In each of the six publications the authors suggest the care provider was a chiropractor and that each patient received chiropractic manipulation of the cervical spine prior to developing symptoms suggestive of traumatic injury. Regarding two of the four case reports contact with the principal researcher revealed that the care provider was not a chiropractor, as defined by the World Federation of Chiropractic.

The authors of the other two case reports did not respond to my communications. Regarding the case series, which involved twenty relevant cases, the principal researcher conceded that the term chiropractor had been inappropriately used and that his case series did not relate to chiropractors who had undergone appropriate formal training.

The author of the secondary report, a British Medical Journal editor, conceded that he had misused the title chiropractor. Letters to editors were accepted and published by all four journals to which they were sent. To date one of the four journals has published a correction.


CONCLUSIONS

The results of this year-long prospective review of inappropriate chiropractic terminology suggests that the words chiropractor and chiropractic manipulation are often used inappropriately by European biomedical researchers when reporting apparent associations between cervical spine manipulation and symptoms suggestive of traumatic injury.
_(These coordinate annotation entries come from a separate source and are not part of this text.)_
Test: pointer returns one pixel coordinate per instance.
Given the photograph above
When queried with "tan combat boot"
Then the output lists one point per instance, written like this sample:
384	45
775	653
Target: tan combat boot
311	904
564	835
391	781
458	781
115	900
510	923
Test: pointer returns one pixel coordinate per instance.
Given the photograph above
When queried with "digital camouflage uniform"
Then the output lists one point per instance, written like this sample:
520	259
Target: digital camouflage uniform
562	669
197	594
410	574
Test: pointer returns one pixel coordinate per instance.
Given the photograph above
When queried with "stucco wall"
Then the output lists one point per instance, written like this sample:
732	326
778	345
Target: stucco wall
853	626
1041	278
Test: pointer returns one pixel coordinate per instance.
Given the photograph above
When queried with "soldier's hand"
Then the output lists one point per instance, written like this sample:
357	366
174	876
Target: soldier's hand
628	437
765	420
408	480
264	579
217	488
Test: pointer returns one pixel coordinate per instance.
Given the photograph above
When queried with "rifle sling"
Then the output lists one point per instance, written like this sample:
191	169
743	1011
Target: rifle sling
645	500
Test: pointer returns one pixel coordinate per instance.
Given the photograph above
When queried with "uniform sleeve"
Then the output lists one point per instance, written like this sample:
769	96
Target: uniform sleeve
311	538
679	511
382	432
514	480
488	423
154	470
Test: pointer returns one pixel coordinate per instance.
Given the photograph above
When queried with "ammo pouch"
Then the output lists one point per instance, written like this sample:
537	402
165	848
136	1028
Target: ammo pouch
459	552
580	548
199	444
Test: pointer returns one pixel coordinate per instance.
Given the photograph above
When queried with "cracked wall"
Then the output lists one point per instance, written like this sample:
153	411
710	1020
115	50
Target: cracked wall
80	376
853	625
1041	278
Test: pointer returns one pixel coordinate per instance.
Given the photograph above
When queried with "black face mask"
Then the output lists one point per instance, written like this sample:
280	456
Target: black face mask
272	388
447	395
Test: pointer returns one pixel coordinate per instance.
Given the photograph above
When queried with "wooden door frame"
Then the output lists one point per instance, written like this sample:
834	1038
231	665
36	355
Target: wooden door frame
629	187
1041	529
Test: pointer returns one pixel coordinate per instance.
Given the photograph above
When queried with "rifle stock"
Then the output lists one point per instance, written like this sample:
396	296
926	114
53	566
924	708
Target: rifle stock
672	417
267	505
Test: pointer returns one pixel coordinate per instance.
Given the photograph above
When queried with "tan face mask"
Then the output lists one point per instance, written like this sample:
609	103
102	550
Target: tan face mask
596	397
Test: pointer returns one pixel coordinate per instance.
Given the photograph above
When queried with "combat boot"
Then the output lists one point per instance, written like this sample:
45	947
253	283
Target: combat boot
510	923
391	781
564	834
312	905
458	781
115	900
Furthermore, in those cases reported here, the spurious use of terminology seems to have passed through the peer-review process without correction. Additionally, these findings provide further preliminary evidence, beyond that already provided by Terrett, that the inappropriate use of the title chiropractor and term chiropractic manipulation may be a significant source of over-reporting of the link between the care provided by chiropractors and injury.

Finally, editors of peer-reviewed journals were amenable to publishing letters to editors, and to a lesser extent corrections, when authors had inappropriately used the title chiropractor and/or term chiropractic manipulation.


LINKS


Physical Therapists providing a Chiropractic adjustment?

Many insurance companies now only pay for physical therapists to provide a chiropractic adjustment; that's in the face of powerful research proving that inclusion of DCs to perform their own technique would save them a good deal of money. One has to conclude that political medicine has gone off on another tack to contain our profession.



It's being successful with some doctors of chiropractic quitting. Others become involved in some dodgy practices, like demanding that patients sign up for a whole year of treatment in advance, in order to stay in business.

In recessionary times, the going is tough when the insurance won't pay.

Is the day approaching for a new Wilk versus the AMA and the insurance companies?

The chiropractic profession has tried hard to stay on the moral high ground; those who stoop to unscrupulous practices need to be exposed and disciplined if we are not to stoop to the low blows that medicine has often resorted to contain and eliminate us.